Model corruption mid-stream
If the model produces bad tokens (rare but possible), the inference engine returns an error. SDK throws; consumer can retry.
Resource exhaustion mid-stream
If memory pressure forces eviction during a stream:
- Active streams are protected (their model isn’t evicted).
- New streams may fail to start with
ResourceNotAvailableError. - Already-running stream completes normally.
This protects the user from “I asked it to translate this paragraph and it stopped halfway.”
App crash mid-stream
If the app process dies:
- Tauri channel closes.
- Runtime detects closure, cancels the inference task.
- All resources cleaned up.
No orphan inference processes.
Testing
Streaming + cancellation is heavily covered by 30-testing-strategy.md:
- Unit tests for the SDK shim (mock Tauri channel).

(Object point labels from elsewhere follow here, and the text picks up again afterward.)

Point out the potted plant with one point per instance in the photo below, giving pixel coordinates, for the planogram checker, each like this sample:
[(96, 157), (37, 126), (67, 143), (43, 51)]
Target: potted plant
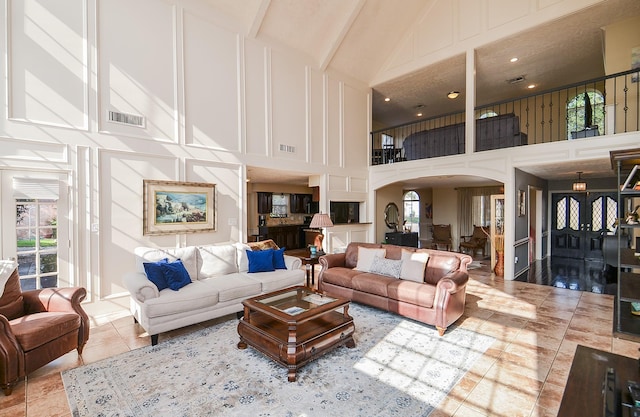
[(498, 242)]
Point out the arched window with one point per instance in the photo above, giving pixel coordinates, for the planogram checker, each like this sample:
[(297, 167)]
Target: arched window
[(585, 111), (411, 211)]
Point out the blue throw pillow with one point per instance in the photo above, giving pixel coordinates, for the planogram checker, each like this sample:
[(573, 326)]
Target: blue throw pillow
[(260, 261), (278, 259), (176, 275), (155, 273)]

- Integration tests for the Rust runtime (real channel, fake inference engine).
- E2E tests with real models and real cancellation.
- Property tests: random cancellation timings should never leak resources.
- Stress tests: many parallel streams + cancellations.
Open questions
- (open) Should streams be resumable (e.g., reconnect after a tab refresh)? Probably not v1; stateless model. Resumable streams would require server-side state.
- (open) WebSocket-style binary streaming for TTS? Tauri Channel handles binary fine; just need to confirm performance.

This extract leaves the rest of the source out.